I'm trying to rearrange John Stanley sonatas from flute and strings in PDF format to flute and harpsichord; I first used PDF to Music software to produce a MIDI file which I could import into Finalé.

My questions;
is the trill always between the base note & up 1semi-tone or might the accompanying note(s) have any relevance say base and semitone down or whole tone up/down?

playing the PDF to MIDI version sounds awful, is there anyway that could be read as a trill?

Is my edit about right?

from original








from PDFtoMIDI








My edit







Ooops, looks like I need to redo the last notes of the 3rd staff, not quite as Stanley original

I'm also having fun(?) converting up to 6 string staffs into harpsichord left and right hand; I started using Finalé Print Music, but then found out that the full Finalé has a tool they call Explode & Implode
highlight 2,3 or more staffs select Implode and you have a single staff of chords. The explode works to split a staf of chords into separate staffs. So far I'm working with the trial version, I have set myself to do all 14 sonatas, hopefully I can do it withing the 29 remaining days of the free trial version, otherwise the upgrade is $200

I do also have PDFs of the original John Stanley scores from IMSLP, however, being hand written, the computer does not recognise them plus it's figured bass which is a foreign language to me.

The arrangements I'm working from for opus 1 are all various solo instruments with string BC, the Opus 4 are various solo instruments with harp BC which latter should be a bit easier.

When complete I'l be looking for someone to perform &/or record them and maybe upload to youtube.


----------



## Taggart

In the Klavierbüchlein für Wilhelm Friedemann Bach, Johann Sebastian Bach lists a number of these signs together with the correct way to interpret them.

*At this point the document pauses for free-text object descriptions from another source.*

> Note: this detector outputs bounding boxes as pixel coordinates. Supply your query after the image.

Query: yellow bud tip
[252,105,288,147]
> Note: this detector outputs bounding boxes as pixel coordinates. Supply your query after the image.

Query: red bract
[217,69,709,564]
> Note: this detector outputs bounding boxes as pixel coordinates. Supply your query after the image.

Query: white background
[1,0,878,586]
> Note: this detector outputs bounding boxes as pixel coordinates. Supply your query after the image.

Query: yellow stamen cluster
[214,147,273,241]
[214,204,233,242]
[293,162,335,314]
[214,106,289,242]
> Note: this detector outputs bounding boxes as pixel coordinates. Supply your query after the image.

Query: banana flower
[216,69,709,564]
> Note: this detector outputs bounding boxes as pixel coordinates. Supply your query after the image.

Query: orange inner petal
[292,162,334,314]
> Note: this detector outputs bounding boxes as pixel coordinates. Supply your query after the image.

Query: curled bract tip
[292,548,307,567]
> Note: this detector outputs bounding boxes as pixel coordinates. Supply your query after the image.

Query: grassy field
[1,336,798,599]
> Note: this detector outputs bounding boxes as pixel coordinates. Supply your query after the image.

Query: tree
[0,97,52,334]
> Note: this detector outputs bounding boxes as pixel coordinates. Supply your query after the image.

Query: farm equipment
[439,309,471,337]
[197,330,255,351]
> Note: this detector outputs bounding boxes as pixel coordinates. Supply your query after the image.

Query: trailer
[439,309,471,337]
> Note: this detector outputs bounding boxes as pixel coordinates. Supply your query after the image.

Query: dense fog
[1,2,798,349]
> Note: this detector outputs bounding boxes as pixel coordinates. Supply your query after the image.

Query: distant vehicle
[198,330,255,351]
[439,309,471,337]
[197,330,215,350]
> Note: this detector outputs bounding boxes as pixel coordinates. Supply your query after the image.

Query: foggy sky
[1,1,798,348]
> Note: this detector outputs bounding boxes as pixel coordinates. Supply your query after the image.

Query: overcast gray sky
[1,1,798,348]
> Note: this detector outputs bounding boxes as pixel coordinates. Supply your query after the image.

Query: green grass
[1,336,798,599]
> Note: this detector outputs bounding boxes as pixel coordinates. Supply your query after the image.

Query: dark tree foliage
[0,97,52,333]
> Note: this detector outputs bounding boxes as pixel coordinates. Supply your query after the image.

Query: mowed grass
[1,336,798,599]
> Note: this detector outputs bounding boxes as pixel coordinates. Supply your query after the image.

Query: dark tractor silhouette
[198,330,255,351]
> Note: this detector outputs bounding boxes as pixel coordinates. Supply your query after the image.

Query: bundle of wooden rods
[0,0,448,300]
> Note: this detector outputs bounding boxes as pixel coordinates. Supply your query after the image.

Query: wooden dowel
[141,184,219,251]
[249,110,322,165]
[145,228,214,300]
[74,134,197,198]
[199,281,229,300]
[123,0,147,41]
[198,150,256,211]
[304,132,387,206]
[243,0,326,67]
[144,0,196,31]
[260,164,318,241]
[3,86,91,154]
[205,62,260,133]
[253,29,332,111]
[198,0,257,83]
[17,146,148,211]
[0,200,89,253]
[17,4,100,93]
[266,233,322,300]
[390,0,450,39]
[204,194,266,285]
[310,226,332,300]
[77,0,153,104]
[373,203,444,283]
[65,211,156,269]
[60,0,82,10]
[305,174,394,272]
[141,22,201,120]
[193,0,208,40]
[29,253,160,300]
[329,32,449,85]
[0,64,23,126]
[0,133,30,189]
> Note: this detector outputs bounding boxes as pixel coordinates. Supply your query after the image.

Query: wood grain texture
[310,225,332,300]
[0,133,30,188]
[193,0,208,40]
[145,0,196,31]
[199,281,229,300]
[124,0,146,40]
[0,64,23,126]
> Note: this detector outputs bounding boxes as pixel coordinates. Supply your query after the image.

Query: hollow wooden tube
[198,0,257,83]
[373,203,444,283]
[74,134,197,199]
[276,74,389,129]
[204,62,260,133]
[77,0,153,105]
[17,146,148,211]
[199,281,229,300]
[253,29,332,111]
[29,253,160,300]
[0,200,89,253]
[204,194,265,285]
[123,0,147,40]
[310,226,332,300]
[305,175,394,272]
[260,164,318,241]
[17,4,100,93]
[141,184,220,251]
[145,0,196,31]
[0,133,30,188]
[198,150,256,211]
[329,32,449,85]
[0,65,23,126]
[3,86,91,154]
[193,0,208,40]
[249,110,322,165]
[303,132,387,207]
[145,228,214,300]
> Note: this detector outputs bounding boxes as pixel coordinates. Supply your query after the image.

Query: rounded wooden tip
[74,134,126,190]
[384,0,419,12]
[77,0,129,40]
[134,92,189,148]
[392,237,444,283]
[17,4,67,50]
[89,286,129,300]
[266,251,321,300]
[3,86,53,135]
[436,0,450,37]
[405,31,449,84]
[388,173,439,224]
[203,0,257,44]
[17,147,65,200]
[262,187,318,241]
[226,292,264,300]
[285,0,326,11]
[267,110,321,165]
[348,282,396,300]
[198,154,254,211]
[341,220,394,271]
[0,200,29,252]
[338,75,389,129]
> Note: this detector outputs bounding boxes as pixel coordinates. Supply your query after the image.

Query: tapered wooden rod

He calls a trill a shake and starts on the note above in typical Baroque style. See also http://www.oldflutes.com/articles/classicaltrill/index.htm for some discussion of the trill up to 1820.


----------



## Dorsetmike

Problem for me is no shake line just _tr_ above a note.


----------



## Taggart

Tr or shake sign - all the same. Trill in baroque starts on the *scale *note above the written note *not *a semitone above unless the scale note *is* a semitone. It may finish with a turn to make it smooth - see the second reference which uses the tr sign but talks about shakes.


----------



## Dorsetmike

Thanks for that, got the page from oldflutes.com bookmarked, probably print it out.

I've since found that the sonata is in D minor which could well explain the C# and F# that frequently appear, I'll also need to re-edit quite a few of the trills.


----------



## Dorsetmike

Just to throw in a bit of confusion I just found this page
http://www.jennifercluff.com/flutetrills.pdf
which would appear to be more relevant for the Stanley sonatas published in the 1740s, one thing it does mention is that interpretation could change depending on the period it was written in, the page linked in your post above to oldflutes.com refers to 1750-1820.

Methinks I might initially do one movement with each alternative, see which sounds best.


----------



## Zolaerla

I highly recommend you check out MuseScore, which is free, can import from MIDI (it does it differently from Finale), supports MusicXML, can merge multiple lines, and do trills (mostly) properly:
https://musescore.org/en

They make their money by having a pay service to upload and share all of your sheet music, which seems backwards to me (free software, pay to share? ok), but I've had way more success transcribing with it than other similar software I've tried.


----------



## Dorsetmike

I've been using Finalé for quite a few years, started with the "entry level" package and gradually upgraded. I think I'll stick with it now, don't fancy another learning curve at 84.


----------